AÉCIO SE DIZ VÍTIMA DE UMA ‘TRAMA ARDILOSA’

MARIA LIMA

JÚNIA GAMA

05/07/2017

 

 

Em sua volta ao Senado, tucano, denunciado por corrupção e obstrução de Justiça, nega ter cometido crimes

Após 46 dias afastado do mandato por decisão do Supremo Tribunal Federal (STF), o senador Aécio Neves (PSDB-MG) voltou ontem ao Senado e, em discurso de 20 minutos, disse que nunca cometeu os crimes de que é acusado, e que seu erro, no caso do grampo com o dono da JBS, Joesley Batista, foi ter se deixado envolver por uma “trama ardilosa”. Evitando o tom político e ataques ao procurador-geral da República, Rodrigo Janot, que pediu sua prisão, Aécio disse, porém, que misturar as investigações da Lava-Jato com a atividade parlamentar, “confunde a tudo e a todos” e lembrou o artigo da Constituição que dá aos parlamentares imunidade de palavra e voto.

Aécio estava afastado por decisão do ministro Edson Fachin, do STF, com base na delação de executivos da JBS. Segundo o Ministério Público, Aécio pediu e recebeu de Joesley Batista R$ 2 milhões que seriam supostamente usados para pagar seus advogados em inquéritos da Lava-Jato. Em troca, Aécio atuaria em favor da JBS no Congresso. Além disso, Fachin entendeu, com base nas investigações do MP, que, em razão do mandato, o senador poderia usar seu poder para atrapalhar as investigações da Lava-Jato. Com base nas delações, Aécio já foi denunciado por Janot pelos crimes de corrupção passiva e obstrução de Justiça.

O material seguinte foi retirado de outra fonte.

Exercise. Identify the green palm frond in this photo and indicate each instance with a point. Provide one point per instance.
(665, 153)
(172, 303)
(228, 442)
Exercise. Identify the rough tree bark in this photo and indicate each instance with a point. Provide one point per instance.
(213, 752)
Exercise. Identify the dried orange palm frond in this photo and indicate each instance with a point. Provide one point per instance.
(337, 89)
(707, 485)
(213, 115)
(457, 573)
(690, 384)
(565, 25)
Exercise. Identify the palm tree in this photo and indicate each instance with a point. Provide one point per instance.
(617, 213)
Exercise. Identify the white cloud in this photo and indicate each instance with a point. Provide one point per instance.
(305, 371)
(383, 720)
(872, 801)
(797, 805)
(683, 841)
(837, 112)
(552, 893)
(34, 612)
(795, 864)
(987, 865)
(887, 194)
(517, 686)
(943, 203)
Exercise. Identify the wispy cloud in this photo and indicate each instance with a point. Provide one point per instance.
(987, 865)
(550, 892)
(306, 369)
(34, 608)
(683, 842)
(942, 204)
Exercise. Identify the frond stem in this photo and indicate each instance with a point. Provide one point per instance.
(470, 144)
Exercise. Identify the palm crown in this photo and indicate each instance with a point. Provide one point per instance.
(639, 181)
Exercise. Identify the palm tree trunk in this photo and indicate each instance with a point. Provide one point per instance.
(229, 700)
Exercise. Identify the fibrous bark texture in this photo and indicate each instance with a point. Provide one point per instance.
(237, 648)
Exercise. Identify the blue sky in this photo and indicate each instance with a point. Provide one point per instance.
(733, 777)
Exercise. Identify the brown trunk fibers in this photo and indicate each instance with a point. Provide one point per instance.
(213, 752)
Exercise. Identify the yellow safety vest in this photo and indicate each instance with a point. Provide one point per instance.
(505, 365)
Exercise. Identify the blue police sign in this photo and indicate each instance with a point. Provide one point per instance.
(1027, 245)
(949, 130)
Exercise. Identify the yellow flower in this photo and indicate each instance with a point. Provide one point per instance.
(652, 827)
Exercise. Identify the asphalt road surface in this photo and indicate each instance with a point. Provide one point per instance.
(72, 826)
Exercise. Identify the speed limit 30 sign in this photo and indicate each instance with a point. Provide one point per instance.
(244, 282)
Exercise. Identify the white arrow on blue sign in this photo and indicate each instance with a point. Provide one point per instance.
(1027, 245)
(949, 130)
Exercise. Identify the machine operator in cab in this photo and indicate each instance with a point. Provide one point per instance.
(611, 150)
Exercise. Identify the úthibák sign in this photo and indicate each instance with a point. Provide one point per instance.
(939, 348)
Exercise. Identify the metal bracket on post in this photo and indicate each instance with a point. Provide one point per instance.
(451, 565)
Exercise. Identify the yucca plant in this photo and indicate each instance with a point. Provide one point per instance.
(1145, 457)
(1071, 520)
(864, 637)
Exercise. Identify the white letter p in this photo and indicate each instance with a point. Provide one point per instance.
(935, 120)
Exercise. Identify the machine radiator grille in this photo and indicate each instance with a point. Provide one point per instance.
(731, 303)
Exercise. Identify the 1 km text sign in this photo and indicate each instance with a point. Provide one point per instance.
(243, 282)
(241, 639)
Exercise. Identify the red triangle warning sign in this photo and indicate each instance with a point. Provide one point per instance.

O senador tucano disse que o período de afastamento foi marcado por sentimentos de indignação “com a injustiça” e lamentou o fato de ter deixado que seus familiares servissem “de massa de manobra” para um criminoso:

— Quero reiterar aqui: não cometi crime algum, não aceitei recurso de origem ilícita, não prometi ou ofereci vantagem indevida, ou atuei nesse sentido. Fui vítima de uma armadilha engendrada por um criminoso confesso de mais de 200 crimes, que seria condenado a mais de 2 mil anos de cadeia.

Para rebater a acusação de corrupção pelo recebimento de R$ 2 milhões, o tucano alega ter oferecido, por meio da irmã Andreia Neves, a venda de um apartamento da família, que já teria sido oferecido antes a quatro empresários.

— Não teve contrapartida, como mostram gravações, e ficará cabalmente comprovado na Justiça. Como pagar propina se não teve benefícios? — questionou.

 

DESCULPAS POR VOCABULÁRIO PESADO

Aécio reconheceu, no entanto, que errou.

— Quero nesta tribuna dizer que eu errei, e assumo aqui esse erro, em primeiro lugar por me deixar envolver nessa trama ardilosa e, principalmente, ao permitir que meus familiares servissem de massa de manobra para atender aos propósitos espúrios daqueles que, por absoluta ausência de caráter, não se constrangeram em submeter a honra e a vida de pessoas de bem a seus nefastos interesses — disse o tucano, acrescentando: — Errei também, e por isso já me desculpei, ao me permitir utilizar, mesmo em conversa que deveria ser privada, vocabulário que não me é comum.

Aécio ainda defendeu o presidente Michel Temer, que, na sua opinião, continua no comando das reformas que justificam o apoio ao PSDB ao governo.

Avisados de que não seriam possíveis apartes ao discurso de Aécio, os senadores do PT deixaram o plenário. O pronunciamento foi acompanhado por caciques do PSDB, como Tasso Jereissati, José Serra e Cássio Cunha Lima, e deputados tucanos. O deputado Miro Teixeira (Rede-RJ) também foi ouvir o discurso. Ao final, Aécio recebeu tímidos aplausos dos correligionários e foi cumprimentando por aliados.